It's great that the rust community are finding ways to improve the performance of decoding strings from WASM to js, it's one of the major performance holes you hit when using WASM.
The issue comes down to the fact that even if your WASM code can return a utf16 buffer, to use it as a string in JS code the engine needs to make a copy at some point. The TextDecoder api does a first good job of making this efficient, ensuring there is just a single copy, but it's still overhead.
Ideally there should be a way to wrap an array buffer with a "String View", offloading the responsibility of ensuring its utf16 to the WASM code, and there being no copy made. But that brings a ton of complexities as strings need to be immutable in js, but the underlying buffer could still be changed.
The JS string built-ins proposal for WebAssembly:
https://github.com/WebAssembly/js-string-builtins/blob/main/...
Personally I feel this is backwards - I don't want access to js literals and objects from WASM, I just want a way to wrap an arbitrary array buffer that contains a utf16 string as a js string.
It keeps WASM simple and provides a thin layer as an optimisation.
> It keeps WASM simple
At the cost of complicating JS string implementations, probably to the point of undoing the benefits.
Currently JS strings are immutable objects, allowing for all kinds of optimization tricks (interning, ropes, etc.). Having one string represented by a mutable arraybuffer messes with that.
There's probably also security concerns with allowing mutable access to string internals inside the JS engine side.
So the simple-appearing solution you suggested would be rejected all major browser vendors who back the various WASM and JS engines.
Access to constant JS strings without any form of mutability is the only realistic option for accessing JS strings. And creating constant strings is the only one for sending them back.
The whole UTF-8 vs UTF-16 thing makes this way more messy than it should be.
I'd love for some native way of handling UTF-8 in JavaScript and the DOM (no, TextEncoder/TextDecoder do not count).

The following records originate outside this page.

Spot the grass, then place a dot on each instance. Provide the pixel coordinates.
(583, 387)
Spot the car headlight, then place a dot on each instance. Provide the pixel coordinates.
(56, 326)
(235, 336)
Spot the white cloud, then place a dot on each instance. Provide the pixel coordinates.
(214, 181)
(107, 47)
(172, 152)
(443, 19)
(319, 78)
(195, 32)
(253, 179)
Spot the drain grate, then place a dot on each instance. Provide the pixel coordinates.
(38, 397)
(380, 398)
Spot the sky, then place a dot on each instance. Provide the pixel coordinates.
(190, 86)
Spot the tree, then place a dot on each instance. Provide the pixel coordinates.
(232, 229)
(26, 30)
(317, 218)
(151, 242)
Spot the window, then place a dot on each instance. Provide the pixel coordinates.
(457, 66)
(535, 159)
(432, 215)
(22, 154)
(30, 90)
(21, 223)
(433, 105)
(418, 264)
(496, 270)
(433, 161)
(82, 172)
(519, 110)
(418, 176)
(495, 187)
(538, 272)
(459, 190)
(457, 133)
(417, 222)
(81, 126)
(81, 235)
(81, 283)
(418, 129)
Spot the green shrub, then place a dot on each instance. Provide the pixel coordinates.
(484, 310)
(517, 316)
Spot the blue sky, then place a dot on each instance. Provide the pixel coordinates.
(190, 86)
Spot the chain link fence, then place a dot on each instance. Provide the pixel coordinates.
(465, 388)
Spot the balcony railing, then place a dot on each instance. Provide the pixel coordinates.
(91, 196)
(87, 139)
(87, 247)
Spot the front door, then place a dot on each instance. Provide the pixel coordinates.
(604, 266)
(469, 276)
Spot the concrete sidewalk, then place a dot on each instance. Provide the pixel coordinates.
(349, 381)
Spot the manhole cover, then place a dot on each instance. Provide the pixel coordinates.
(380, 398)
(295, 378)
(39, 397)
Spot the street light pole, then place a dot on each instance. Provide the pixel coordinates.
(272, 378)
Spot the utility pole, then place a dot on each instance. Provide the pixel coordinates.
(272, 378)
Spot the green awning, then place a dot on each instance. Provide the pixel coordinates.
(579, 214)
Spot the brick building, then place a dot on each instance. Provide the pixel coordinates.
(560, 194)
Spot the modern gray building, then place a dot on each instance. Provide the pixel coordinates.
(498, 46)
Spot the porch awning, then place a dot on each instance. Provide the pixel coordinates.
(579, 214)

Even a kind of "mode" you could choose for the whole page would be a huge step forward for the "compile native language to WASM + web" thing.
The TC39 proposal for "Resizable ArrayBuffer" and "String.prototype.isWellFormed" methods are steps in this direction, though we still need proper zero-copy UTF-8 string views.
100%. If we could get a DomString8 (8-bit encoded) interface in addition to the existing DomString (16-bit encoded) and a way to wrap a buffer in a DomString8, we could have convenient and reasonably performant interfaces between WASM and the DOM.
The extra DOM complexity that would entail seems like a loss for the existing web.
The current situation is that we have limited uptake of WASM. This is due, in part, to lack of DOM access. We could solve that but we would have to complicate WASM or complicate the DOM. Complicating WASM would seem to undermine its purpose, burdening it forever with the complexity of the browser. The DOM, on the other hand, is already quite complex. But providing a fresh interface to the DOM would make it possible to bypass some of the accretions of time and complexity. The majority of the cost would be to browser implementors as opposed to web developers.
At least some of the implementation complexity is already there under the hood. WebKit/Blink have an optimization to use 8-bit characters for strings that consist only of latin1 characters.
This is a pressing concern for anyone trying to move large amounts of text data in and out of WASM. The batching makes good sense, I should try this for SQLite result sets!
> Wasm-bindgen calls TextDecoder.decode for every string. Sledgehammer only calls TextEncoder.decode once per batch.
So they decode one long concatenated string and then on the JS side split it into substrings? I wonder if that messes with the GC on the JS side of things.
How would splitting it into substrings be different from decoding individual strings from an allocation/gc perspective? If anything I'd assume splitting a substring was more efficient - i expect there's a ton of optimisations in js for sliced strings or whatever as it's been around for ages.
I imagine it's faster during creation because there's fewer allocations for a backing array for the string content (one, basically, unless they move stuff around). But then that can also mean holding on to the entire backing array even if only one of the strings is still "alive", unless there are optimizations for reclaiming memory in those situations too.
I'm pretty sure turbofan handles this, you might need to do a little hoisting or tagging
I wrote a while back about a somewhat related issue:
https://www.nhatcher.com/post/should_i_import_or_should_i_ro...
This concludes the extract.